1. Kendinizi zihinselleştirin: Daha iyi bir yarı diye bir şey yoktur
Ayrılığın yol açtığı acıların çoğu sadece kültürel nedenlerden kaynaklanıyor aşka dayalı ilişkilerin nasıl olması gerektiği konusunda hala çok yüksek beklentilerimiz var Romantik.
Ortakların buluşmaya önceden yazgılı olduğu fikri ve bir araya gelerek bir tür ayrılmaz birlik oluşturduklarını sihirli düşünce geleneksel olarak dinle bağlantılıdır ve belirli bağlamlarda yararlı olabilse de (hiçbir şeyin olmadığı zamanlar ve yerler) istikrarı sağlayan sıkı sıkıya bağlı bir aile ölüme yol açabilir), bugün dünyanın birçok yerinde tüm anlamını yitirmiştir. dünya.
Bu nedenle, devam etmesine rağmen bizim için çok önemli olduğunu düşünmek güzel, evrenin sona ermiş bir ilişkinin etrafında dönmediğini. Bu nedenle, o kişi artık yanımızda olmasa bile dünya anlam kazanmaya devam ediyor.
- İlgili makale: "Daha iyi yarının efsanesi: hiçbir eş ideal değildir
2. Mutlu olmak için kimse şart değil
Soru sormayı biliyor musun? hakkında bir mantık hatası Buna göre, sonucun zaten örtük olduğu öncüllerden bir sonuca varılır. Örneğin: zihin ve beden insanın bir parçasıdır, dolayısıyla zihin ve beden iki farklı şeydir.
Çift ayrılıkları meydana geldiğinde, yas sürecinden geçen kişiler, Ötekinin yokluğu, bu sefer dilenciliğe yönelmiş olsa da, bir dilenci yanılgısına düşme eğilimindedir. duygular.
Bu mantık genellikle şöyledir: bana mutluluk veren o kişi kaybolduBu yüzden artık mutlu olamam Yüzeysel olarak bakıldığında, bu akıl yürütme mantıklı görünüyor, ancak biraz daha derinlemesine incelersek, fark ederiz. öncülün son derece tartışmalı bir şeyi varsaydığı: mutluluğun o kişi tarafından verilmiş olduğu, sanki bir mutluluk kaynağıymış gibi. canlılık.

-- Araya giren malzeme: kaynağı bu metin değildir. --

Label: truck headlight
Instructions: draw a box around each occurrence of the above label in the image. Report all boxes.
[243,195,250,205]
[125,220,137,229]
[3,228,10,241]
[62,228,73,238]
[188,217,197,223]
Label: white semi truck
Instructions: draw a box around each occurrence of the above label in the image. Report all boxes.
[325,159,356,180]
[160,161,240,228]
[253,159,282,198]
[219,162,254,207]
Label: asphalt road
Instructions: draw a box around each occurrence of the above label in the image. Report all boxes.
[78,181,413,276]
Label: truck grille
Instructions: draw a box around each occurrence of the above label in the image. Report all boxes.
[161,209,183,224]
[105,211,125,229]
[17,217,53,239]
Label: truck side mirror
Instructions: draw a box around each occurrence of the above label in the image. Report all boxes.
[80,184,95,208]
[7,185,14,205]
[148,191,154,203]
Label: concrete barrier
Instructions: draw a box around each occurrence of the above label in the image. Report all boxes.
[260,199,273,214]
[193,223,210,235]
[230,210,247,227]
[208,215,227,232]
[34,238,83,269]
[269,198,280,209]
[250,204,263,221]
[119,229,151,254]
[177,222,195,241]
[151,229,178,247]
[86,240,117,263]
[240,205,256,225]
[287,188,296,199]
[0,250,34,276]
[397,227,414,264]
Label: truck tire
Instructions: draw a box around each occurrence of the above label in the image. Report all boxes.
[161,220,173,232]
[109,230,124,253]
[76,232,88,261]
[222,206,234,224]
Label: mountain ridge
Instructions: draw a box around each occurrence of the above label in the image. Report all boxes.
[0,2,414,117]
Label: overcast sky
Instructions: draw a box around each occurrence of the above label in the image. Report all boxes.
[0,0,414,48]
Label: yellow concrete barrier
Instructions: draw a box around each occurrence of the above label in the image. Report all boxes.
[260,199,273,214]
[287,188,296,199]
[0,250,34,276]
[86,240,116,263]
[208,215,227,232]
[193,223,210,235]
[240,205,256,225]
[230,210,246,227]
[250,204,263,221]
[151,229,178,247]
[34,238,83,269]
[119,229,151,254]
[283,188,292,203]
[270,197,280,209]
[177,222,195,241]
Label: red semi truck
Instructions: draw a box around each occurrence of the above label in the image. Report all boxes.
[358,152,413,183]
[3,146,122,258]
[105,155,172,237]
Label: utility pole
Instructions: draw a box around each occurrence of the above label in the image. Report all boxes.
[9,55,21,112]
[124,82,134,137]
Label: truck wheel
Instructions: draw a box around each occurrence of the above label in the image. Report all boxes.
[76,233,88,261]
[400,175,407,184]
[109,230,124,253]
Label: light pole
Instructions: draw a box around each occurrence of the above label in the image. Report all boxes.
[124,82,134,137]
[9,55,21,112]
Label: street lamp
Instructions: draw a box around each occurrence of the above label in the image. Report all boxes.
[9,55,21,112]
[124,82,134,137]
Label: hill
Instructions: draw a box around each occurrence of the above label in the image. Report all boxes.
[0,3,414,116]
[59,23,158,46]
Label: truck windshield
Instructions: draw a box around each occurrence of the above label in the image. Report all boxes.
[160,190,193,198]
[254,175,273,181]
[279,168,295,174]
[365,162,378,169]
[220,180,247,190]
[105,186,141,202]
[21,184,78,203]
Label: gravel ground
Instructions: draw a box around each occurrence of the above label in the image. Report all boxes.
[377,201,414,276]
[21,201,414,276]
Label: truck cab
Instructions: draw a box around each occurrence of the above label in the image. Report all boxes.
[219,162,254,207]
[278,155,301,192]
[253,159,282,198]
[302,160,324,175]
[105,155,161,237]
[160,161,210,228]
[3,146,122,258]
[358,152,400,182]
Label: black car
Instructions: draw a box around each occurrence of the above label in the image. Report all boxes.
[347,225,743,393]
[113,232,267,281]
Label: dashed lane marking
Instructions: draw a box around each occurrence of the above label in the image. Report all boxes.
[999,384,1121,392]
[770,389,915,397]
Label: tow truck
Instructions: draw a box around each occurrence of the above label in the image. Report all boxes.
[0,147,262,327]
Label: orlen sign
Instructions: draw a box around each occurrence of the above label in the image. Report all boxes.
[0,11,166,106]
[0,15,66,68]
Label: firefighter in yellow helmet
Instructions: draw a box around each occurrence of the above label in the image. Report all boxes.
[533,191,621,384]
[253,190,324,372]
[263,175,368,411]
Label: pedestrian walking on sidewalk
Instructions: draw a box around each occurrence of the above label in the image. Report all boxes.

Hata, kopma gibi bir duygusal istikrarsızlık aşamasına özgü duygulara ve duyumlara dayanan bu tür kategorik ifadelere inanmayı başarır. O anlarda, olayları algılayışımız o kadar değişir ki, hayatımızla ilgili gerçeğin yıllarca gölgelerde saklandıktan sonra ortaya çıktığına inanabiliriz. Bu tür felaket düşüncelerine olan inanç Çok fazla endişeye neden olur, ancak bu fikirlerin bizi alt etmesine izin vermemeliyiz.
3. Farklı bir şekilde hareket et
Mola ile değişim gelir, bu yadsınamaz. Kendinizi partnerinizden ayıramaz ve her şey hala aynıymış gibi davranamazsınız. Her şeyden öte çünkü bu şartlar altında hayatımızı eskisi gibi devam ettirme imkanımız olmayacağı için pratikte yapacağımız şey hiç hareket etmemek olacaktır. Tamamen pasif bir tutum benimseyin, hiçbir şey yapmayın ve üzüntü, endişe ve müdahaleci düşüncelerin devralmasına izin vermek.
Bu nedenle, durumla tutarlı olmalı ve alışkanlıklarınızı değiştirmelisiniz. Değişimi kucaklamak, yeni hobiler bulmak, başka insanlarla tanışmak ve başka yerlere taşınmakla ilgilidir. Rutindeki değişiklik, ruminasyona özgü saplantılı düşüncelerin kısır döngüsüne geri dönmeyi daha da zorlaştıracaktır.